Skip’s Farm to Market |

Skip’s Farm to Market

Charcuterie board featuring Basalt made il Porcellino Salumi in Black Truffle, Haystack Goat Cheve, Beehive Cheese Earl Grey rubbed and Hatch Chile Promotory, and New Beat Foods Quinoa Cranberry Chorus crackers
Jeremy Wallace/The Aspen Times
IF YOU GO ... 227 Midland Ave., Suite 11A 970-927-7650   NOT TO MISS
Try handcrafted fresh breads, cheeses, locally raised free range meats, eggs and dairy, or farm to table preserves such as jellies, jams, pickles or pestos. Fresh, hand-picked, local, seasonal produce such as salad greens, spinach, kale, carrots, cucumbers, beans, rhubarb, asparagus, cherries, apricots and more.

Dalene Barton loves to prepare a plate of antipasti as a quick dinner. It’s an easy option for her kids to grab and go, and in the summer months, it saves Barton from heating up the house by cooking.

It’s also easy. Barton is a co- manager of Skip’s Farm to Market, a Basalt shop that specializes in produce and meat from regional farmers and other food products from area purveyors.

“It’s really fun to network with all the vendors. You know exactly where it’s coming from,” says Barton, who notes the farmers build relationships via Roaring Fork Farmers and Ranchers. “It seems like an exciting time for food in this valley.”

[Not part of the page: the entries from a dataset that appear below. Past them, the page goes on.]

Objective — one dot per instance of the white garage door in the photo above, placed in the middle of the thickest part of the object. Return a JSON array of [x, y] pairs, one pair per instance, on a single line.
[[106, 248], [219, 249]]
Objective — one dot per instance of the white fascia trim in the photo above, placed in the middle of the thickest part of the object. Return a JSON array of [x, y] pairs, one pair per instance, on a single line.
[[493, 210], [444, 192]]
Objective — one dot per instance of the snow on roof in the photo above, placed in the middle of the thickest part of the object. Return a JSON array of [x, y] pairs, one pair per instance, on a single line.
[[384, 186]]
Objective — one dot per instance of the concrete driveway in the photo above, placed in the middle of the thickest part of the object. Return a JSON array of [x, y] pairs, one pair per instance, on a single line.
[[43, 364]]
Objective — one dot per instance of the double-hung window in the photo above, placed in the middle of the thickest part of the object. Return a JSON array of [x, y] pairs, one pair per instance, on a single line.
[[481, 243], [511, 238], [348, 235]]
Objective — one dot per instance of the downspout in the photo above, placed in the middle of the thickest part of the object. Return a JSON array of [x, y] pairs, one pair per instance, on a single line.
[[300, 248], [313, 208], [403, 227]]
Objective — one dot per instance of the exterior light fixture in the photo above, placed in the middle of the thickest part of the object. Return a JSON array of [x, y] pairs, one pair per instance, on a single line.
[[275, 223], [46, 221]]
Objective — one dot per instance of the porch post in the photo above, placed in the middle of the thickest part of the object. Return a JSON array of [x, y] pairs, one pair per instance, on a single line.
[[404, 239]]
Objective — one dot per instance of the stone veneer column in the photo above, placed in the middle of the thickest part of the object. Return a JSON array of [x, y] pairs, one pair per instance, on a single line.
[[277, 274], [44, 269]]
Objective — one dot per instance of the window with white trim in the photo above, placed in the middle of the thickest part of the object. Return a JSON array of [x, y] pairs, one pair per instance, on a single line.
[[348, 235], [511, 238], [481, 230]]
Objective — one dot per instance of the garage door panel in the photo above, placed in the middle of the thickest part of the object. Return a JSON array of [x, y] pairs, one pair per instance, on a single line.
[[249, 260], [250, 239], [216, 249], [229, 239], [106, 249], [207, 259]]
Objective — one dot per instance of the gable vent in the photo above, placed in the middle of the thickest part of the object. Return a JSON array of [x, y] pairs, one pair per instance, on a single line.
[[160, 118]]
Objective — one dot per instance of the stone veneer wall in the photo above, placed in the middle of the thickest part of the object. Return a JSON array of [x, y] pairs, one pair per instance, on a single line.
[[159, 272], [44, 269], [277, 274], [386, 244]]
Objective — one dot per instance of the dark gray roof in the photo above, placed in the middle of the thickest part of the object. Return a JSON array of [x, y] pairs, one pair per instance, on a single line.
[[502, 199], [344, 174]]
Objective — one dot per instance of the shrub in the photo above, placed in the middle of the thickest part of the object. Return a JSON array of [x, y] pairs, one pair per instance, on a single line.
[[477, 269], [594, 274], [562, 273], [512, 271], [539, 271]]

The market is an outgrowth of owner Skip Doty’s passion for fresh food. Doty owns Early Morning Orchards in Palisade, which includes 4,500 peach and nectarine trees.

“Skip has been at the Basalt Farmers Market for over a decade, but he wanted something more permanent,” Barton says.

Skip’s Farm to Market carries a variety of canned/dry goods including pickles, dilly beans, pasta sauce, pasta, spices, salad dressings and more, all made in Colorado. (Jeremy Wallace/The Aspen Times)

The store opened in November — not exactly prime time for a shop focused on produce. But the staff was pleasantly surprised to discover how many vegetables were available in the winter months. Thanks to area greenhouses and good winter storage areas, customers found a steady supply of greens, onions, shallots, squash and apples. The store also helped keep several farmers in work, Barton says. Many farmers and other jobs for the colder months.

“When you eat locally, you have to be more seasonal and creative,” Barton says.

Hors d’oeuvre of quinoa crackers topped with mushrooms (Cinnamon Caps and Shiitake), asparagus and spinach, shallot and violets, all locally sourced. Prepared and plated by Chef Torin Eggen.

That’s easier come summer, when Colorado enters its relatively short growing season. More fruits make their way to market, and customers respond enthusiastically.

But Skip’s isn’t just about fruit and vegetables. The market carries nearly everything customers need to prepare a meal: bread from Glenwood Springs’ Sunshine and Moon Bakery, jellies from Colorado Mountain Jam, honey from the Roaring Fork and North Fork valleys, wild-caught seafood from Kaleb’s Katch in Gypsum and more.

“Food is medicine,” says Barton, a trained herbalist. “As an herbalist, that’s where you start.”


PRICES: Prices vary

AMBIENCE: Classy farm stand melded with artisan food craft

SIGNATURE DISHES: The most popular items at Skip’s include greens of all types — “those y out the door,” Barton says — carrots, local honey and eggs.